Polizeipressesprecher Markus Sauter sagt: „Wir können eine fremdenfeindliche Tat nicht ausschließen, ermitteln aber in alle Richtungen.“Der Konstanzer Vize-Polizeipräsident Uwe Stürmer bewertet indes: „Es ist offensichtlich, dass hier jemand versucht, den Bezug des Objekts durch Asylbewerber und Flüchtlinge zu verhindern, indem er die Gebäude unbewohnbar machen will.“
In der Tat hatten der oder die Täter schon in der Nacht zuvor versucht, ein Feuer am Gebäude zu entfachen, waren aber gescheitert. Daraufhin fuhr häufiger als sonst eine Polizeistreife zum Gebäude, ebenso ein Sicherheitsdienst. Dennoch konnten die Täter eine Lücke in diesem Takt ausnutzen.
Von Dienstag auf Mittwoch hatte es ebenfalls schon einen Vorfall gegeben, der aber auch Zufall gewesen sein könnte: Ein Schaltkasten in einem Technikraum war in Brand geraten. Das Feuer ging allerdings von selbst wieder aus. Robert Schwarz, Sprecher des Landratsamts Bodenseekreis, sagt: „Wir haben natürlich die Polizei verständigt. Allerdings sind wir in dem Moment von einer technischen Ursache ausgegangen.“Vor dem Hintergrund der Brandstiftung sehe man das in einem anderen Licht, sagt Schwarz: „Aber für eine Bewertung ist es noch zu früh.“
„Wir brauchen die Plätze, die da entstehen werden“
Das Gebäude für 120 Menschen sei kurz vor der Übergabe gewesen. Zwischen Anfang und Mitte Oktober hätte die Zuständigkeit vom Bauund Liegenschaftsamt zum Amt für Migration und Integration wechseln sollen. Ende Oktober, Anfang November hätte dann der Bezug sein sollen, nachdem die Bevölkerung bei einem Tag der offenen Tür zuvor Gelegenheit gehabt hätte, sich die Einrichtung anzusehen.

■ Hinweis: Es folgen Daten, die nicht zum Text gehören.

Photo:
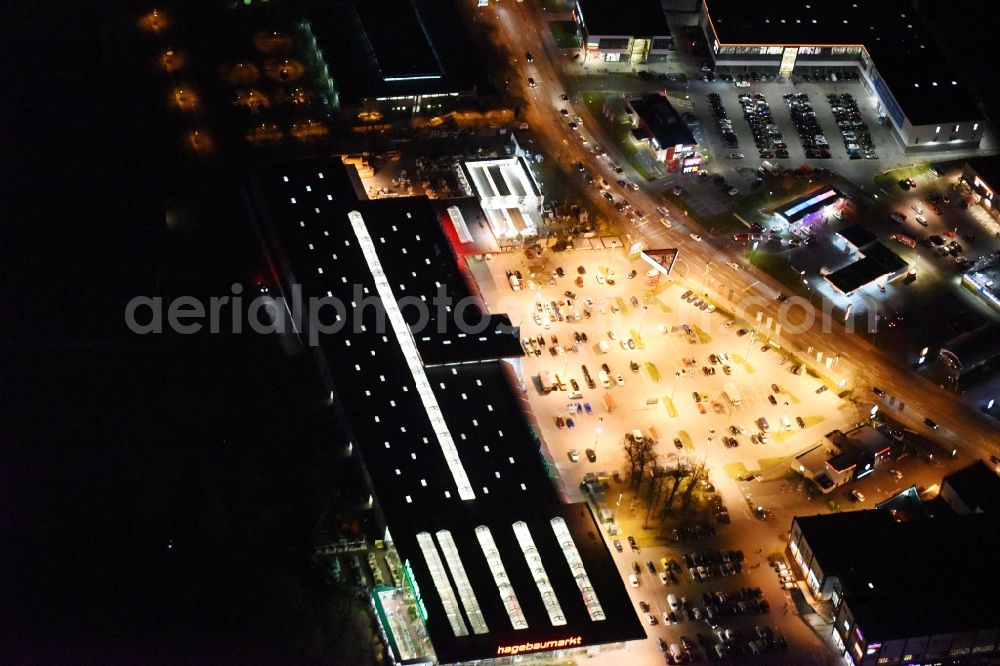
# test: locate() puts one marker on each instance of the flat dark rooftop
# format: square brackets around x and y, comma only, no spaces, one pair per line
[857,235]
[383,407]
[663,120]
[878,560]
[978,486]
[878,261]
[976,347]
[905,53]
[385,48]
[637,18]
[988,169]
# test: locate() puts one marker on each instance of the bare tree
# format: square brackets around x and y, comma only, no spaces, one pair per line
[677,472]
[639,453]
[698,472]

„Das wirft uns natürlich zurück“, sagt Schwarz zu der Verzögerung. Die Situation bei den Planern, die jetzt für eine alternative Unterkunft sorgen müssten, sei angespannt: „Es geht hier ja um Menschen.“Wer wo unterkomme, müsse jetzt angepasst werden. Schließlich gebe es auch Gebäude, die jetzt wegfielen, wie etwa Fallenbrunnen in Friedrichshafen. Was das Gebäude in Tettnang anbelangt, sagt Robert Schwarz vor diesem Hintergrund: „Wir brauchen die Plätze, die da entstehen werden.“Es gebe aber dadurch derzeit keine Notsituation im Landkreis.
Auch Landrat Lothar Wölfle selbst sei sehr verärgert über den Brandanschlag, so Schwarz. Er sei von Beginn an informiert gewesen, habe sich aktiv eingeschaltet und geäußert: „Wohnhäuser anzuzünden ist unseres Kreises nicht würdig.“
Josef Schober vom Asylnetzwerk Tettnang nimmt da kein Blatt vor den Mund: „Es sind einfach Idioten, die so etwas machen.“Schober spricht von diffusen Ängsten und Sorgen, von dem Wunsch zu verhindern, dass Flüchtlinge nach Tettnang kommen. Um sie zu erreichen, sei die Politik gefordert, das bedeute aber auch Arbeit in den Gemeinden.
Bürgermeister Bruno Walter sagt: „Ich bin schockiert und fassungslos.“ Immer wieder habe er an verschiedenen Standorten im Vorfeld solcher Projekte in Tettnang starken Widerstand erlebt und habe selbst Post und E-Mails mit „teils sehr heftigem Vokabular und Aussagen“erhalten. Walter verweist auf das Jahr 2015, als die Stadthalle, die Seldnerhalle und die Layerhalle im Herbst mit Flüchtlingen belegt worden seien: „Da hat sich die Situation sehr schnell und stark beruhigt.“
Es habe damals keine Probleme oder Übergriffe mit oder seitens der Flüchtlinge gegeben. Es seien viele Familien gekommen und eben keine Übeltäter – auch sei das ehrenamtliche Engagement in diesem Bereich sehr groß. „Ausgerechnet jetzt, wo eher Ruhe eingekehrt ist“, sagt Walter, komme dieser Anschlag auf die Unterkunft.
In Bezug auf die Anschlussunterbringung Hagenbuchen, so Walter, gebe es vor diesem Hintergrund zusätzliche Sicherheitsmaßnahmen.